HARARE – Suspended Harare mayor Bernard Manyenyeni has approached the High Court again challenging Local Govenment minister Saviour Kasukuwere's decision to suspend him for the second time, within 24 hours of re-assuming duty.
The High Court initially gave an order, ruling that in terms of the law the minister was only empowered to suspend a mayor, but remove him from office through an independent tribunal that is supposed to look into the matter.
The matter, according to the law, was supposed to be heard within 45 days from his day of suspension.
However, Kasukuwere failed to set up the independent tribunal board, leading to Manyenyeni re-assuming duty.
Manyenyeni was, however, suspended within 24 hours of re-assuming duty, which prompted the current urgent High Court application.
The basis of his suspension is that he employed banker James Mushore as the town clerk without getting approval from the Local Government Board.
In his current High Court application in which he cited Kasukuwere and Attorney-General Prince Machaya as respondents, Manyenyeni argued that his suspension is “unlawful, void and of no force or effect”.
“There is no scope under Section 114 (1) of the Urban Councils Act (Chapter 29:15) for a second suspension, whether on the same or different grounds, if the allegations founding the previous suspension were never determined by the independent tribunal contemplated under Section 278 of the Constitution,” Manyenyeni, who is represented by lawyers from the Zimbabwe Lawyers for Human Rights, said.
He argued that Kasukuwere was not entitled to re-suspend him after the lapse of the first suspension.
“If a minister invokes Section 114, he or she must follow it through. If he or she does not, and is overtaken by operation of law, he or she cannot re-suspend as he has purported to do. If that was so, to me, would have a ridiculous scenario, where a mayor is suspended, returned by law, suspended again, returned by law again, suspended a further time and so on. This is not permitted by Section 278,” he said.

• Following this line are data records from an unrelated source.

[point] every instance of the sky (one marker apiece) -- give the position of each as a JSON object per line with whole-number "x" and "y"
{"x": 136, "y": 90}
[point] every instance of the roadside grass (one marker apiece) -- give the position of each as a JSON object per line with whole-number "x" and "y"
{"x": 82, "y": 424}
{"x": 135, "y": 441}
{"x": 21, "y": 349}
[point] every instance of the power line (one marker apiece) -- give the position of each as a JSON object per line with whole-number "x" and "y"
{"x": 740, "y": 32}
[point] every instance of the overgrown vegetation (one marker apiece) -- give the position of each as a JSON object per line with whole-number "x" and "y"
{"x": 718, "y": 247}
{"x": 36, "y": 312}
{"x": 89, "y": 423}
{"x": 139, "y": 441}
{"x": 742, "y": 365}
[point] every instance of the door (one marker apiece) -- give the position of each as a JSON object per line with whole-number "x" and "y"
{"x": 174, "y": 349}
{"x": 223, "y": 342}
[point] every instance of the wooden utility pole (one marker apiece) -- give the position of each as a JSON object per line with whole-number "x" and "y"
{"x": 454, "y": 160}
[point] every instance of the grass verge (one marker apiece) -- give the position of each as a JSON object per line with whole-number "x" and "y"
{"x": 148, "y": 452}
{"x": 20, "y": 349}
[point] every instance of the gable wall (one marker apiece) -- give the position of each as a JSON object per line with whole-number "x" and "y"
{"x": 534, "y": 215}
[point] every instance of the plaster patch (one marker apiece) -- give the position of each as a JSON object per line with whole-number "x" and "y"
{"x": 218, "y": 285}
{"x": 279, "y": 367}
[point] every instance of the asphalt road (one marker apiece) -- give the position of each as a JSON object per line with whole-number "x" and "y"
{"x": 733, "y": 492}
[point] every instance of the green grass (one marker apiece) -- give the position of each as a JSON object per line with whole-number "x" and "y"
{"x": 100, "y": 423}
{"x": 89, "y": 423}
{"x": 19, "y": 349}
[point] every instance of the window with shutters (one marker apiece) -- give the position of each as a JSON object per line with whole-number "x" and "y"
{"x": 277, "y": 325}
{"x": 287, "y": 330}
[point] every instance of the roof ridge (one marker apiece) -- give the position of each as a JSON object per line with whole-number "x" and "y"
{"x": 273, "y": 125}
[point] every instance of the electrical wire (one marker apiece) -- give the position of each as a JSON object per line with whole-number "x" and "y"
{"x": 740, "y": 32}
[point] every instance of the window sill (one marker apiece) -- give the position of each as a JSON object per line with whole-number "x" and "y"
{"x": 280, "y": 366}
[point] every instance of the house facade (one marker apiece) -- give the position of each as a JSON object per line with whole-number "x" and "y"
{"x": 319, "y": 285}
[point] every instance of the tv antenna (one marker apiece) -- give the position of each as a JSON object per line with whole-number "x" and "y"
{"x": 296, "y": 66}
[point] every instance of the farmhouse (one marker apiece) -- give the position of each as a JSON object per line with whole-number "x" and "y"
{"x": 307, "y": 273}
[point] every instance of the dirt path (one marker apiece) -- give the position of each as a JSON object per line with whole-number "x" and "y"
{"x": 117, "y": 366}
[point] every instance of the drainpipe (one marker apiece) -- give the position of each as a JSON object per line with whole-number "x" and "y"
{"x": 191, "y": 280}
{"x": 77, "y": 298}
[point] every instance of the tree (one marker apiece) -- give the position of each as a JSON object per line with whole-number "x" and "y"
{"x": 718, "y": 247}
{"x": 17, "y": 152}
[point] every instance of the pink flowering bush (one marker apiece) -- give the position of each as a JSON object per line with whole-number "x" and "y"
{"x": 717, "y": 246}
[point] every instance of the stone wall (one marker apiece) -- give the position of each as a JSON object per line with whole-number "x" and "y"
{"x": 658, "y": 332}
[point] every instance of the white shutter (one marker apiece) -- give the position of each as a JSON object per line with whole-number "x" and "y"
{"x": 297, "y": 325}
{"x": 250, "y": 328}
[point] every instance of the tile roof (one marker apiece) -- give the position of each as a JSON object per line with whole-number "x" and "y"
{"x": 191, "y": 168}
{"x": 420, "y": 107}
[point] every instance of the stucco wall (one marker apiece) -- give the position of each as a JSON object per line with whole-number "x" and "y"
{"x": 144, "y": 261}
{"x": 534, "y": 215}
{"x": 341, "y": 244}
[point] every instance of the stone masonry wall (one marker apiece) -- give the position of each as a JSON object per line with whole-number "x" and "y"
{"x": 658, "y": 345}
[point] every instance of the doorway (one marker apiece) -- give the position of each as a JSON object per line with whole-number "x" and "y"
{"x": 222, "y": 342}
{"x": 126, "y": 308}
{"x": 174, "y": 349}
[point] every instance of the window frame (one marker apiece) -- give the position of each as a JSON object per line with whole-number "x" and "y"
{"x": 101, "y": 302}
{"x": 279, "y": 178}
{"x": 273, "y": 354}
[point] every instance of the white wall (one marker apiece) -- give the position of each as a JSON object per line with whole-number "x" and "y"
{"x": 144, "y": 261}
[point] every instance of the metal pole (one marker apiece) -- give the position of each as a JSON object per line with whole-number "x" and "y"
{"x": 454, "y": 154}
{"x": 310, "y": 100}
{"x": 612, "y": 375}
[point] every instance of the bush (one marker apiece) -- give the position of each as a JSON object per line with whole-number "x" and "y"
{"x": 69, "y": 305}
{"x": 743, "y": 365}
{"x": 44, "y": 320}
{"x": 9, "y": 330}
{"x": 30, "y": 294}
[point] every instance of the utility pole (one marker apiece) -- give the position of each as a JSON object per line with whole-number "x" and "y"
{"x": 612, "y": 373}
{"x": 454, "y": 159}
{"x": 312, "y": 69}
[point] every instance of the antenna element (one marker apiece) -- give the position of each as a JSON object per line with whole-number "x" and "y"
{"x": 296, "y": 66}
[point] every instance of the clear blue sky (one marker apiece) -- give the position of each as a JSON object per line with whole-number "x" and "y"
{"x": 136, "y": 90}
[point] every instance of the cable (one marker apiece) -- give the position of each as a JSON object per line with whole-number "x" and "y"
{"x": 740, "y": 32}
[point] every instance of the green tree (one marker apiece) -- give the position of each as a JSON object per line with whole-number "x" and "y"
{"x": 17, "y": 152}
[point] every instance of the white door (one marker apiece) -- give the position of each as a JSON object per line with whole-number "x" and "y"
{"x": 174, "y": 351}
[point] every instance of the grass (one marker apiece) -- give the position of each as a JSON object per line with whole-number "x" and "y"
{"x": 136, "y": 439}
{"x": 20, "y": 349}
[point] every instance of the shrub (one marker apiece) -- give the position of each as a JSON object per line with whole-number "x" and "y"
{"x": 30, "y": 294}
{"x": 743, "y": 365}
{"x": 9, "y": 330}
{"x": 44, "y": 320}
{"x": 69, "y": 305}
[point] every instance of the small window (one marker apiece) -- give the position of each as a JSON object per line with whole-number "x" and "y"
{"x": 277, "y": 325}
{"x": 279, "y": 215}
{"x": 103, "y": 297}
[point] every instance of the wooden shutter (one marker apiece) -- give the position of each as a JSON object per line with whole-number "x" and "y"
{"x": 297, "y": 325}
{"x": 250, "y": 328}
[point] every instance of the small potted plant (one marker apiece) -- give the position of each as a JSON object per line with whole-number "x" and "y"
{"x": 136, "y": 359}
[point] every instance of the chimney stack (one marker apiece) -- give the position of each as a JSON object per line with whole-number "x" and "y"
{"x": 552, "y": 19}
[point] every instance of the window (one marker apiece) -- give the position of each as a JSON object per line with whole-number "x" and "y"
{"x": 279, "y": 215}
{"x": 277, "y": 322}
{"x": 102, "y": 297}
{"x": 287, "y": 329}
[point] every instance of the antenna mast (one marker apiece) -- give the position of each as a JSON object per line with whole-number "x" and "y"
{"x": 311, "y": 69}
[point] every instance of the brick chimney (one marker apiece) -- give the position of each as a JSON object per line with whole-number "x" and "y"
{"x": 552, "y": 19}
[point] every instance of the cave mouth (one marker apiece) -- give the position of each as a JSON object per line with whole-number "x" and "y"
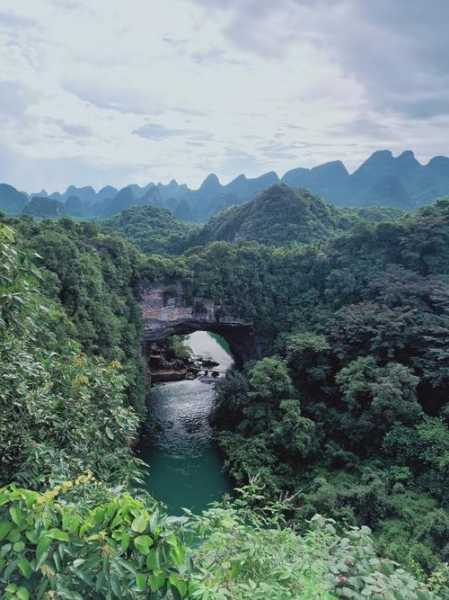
{"x": 201, "y": 354}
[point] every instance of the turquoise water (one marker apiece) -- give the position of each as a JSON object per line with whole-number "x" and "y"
{"x": 186, "y": 470}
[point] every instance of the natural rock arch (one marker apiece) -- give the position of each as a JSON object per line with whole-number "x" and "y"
{"x": 167, "y": 310}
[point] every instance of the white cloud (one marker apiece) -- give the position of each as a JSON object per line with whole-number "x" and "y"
{"x": 113, "y": 92}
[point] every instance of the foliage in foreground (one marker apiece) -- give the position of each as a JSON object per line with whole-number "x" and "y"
{"x": 124, "y": 547}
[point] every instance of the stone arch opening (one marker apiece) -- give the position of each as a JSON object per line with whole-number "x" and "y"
{"x": 167, "y": 310}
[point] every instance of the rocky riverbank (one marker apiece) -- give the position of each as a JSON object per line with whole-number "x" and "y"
{"x": 165, "y": 367}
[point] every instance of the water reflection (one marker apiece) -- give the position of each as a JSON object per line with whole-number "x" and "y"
{"x": 185, "y": 465}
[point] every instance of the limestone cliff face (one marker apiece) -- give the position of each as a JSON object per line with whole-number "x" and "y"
{"x": 167, "y": 310}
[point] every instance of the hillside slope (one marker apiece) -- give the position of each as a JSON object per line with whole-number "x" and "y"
{"x": 153, "y": 230}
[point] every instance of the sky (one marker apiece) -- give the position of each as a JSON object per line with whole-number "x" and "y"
{"x": 113, "y": 92}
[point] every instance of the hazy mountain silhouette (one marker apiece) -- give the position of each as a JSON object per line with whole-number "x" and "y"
{"x": 382, "y": 180}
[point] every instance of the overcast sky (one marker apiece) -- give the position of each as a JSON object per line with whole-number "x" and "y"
{"x": 113, "y": 91}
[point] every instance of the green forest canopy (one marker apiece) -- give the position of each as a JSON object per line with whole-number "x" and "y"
{"x": 346, "y": 413}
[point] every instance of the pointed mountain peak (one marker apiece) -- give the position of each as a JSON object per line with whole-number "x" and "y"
{"x": 211, "y": 182}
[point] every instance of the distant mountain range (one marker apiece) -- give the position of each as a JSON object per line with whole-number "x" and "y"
{"x": 382, "y": 180}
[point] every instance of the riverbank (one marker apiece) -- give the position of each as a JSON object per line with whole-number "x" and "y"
{"x": 185, "y": 465}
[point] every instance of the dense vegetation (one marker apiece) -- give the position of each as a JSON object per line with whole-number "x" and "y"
{"x": 350, "y": 411}
{"x": 76, "y": 532}
{"x": 277, "y": 216}
{"x": 346, "y": 413}
{"x": 401, "y": 182}
{"x": 153, "y": 230}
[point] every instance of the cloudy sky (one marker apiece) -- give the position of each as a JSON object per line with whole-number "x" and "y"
{"x": 112, "y": 91}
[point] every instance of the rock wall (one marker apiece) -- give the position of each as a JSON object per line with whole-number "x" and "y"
{"x": 167, "y": 310}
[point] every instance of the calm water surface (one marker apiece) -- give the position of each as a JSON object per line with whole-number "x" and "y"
{"x": 186, "y": 469}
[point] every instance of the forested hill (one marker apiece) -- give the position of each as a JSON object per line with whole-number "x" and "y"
{"x": 277, "y": 216}
{"x": 350, "y": 412}
{"x": 346, "y": 416}
{"x": 382, "y": 180}
{"x": 153, "y": 230}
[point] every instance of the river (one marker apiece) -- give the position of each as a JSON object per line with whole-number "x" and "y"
{"x": 186, "y": 470}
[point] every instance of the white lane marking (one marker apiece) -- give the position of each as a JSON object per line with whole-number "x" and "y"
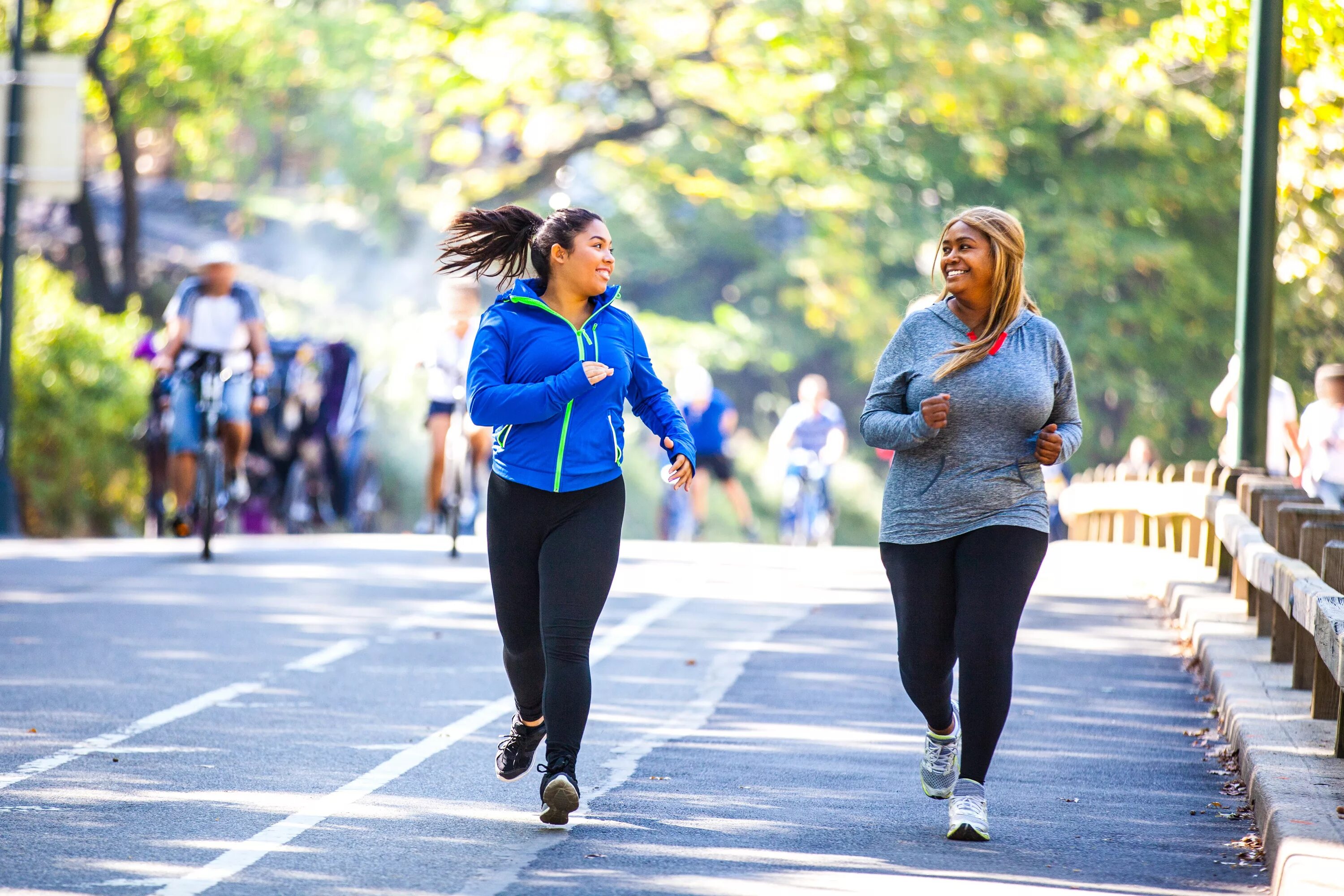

Manyenyeni now seeks an order nullifying his suspension for the second time.
“The letter of re-suspension of the applicant (Manyenyeni) from the 1st respondent (Kasukuwere) dated 6 June, 2016 be and is hereby suspended. The applicant be and is hereby allowed to continue to carry out council business and receive allowances in line with his post of mayor.
“The 1st respondent be and is . . . hereby ordered to refrain from suspending, dismissing or engaging in any other activity with a view to removing applicant from the office of Mayor of Harare,” reads part of Manyenyeni’s demand.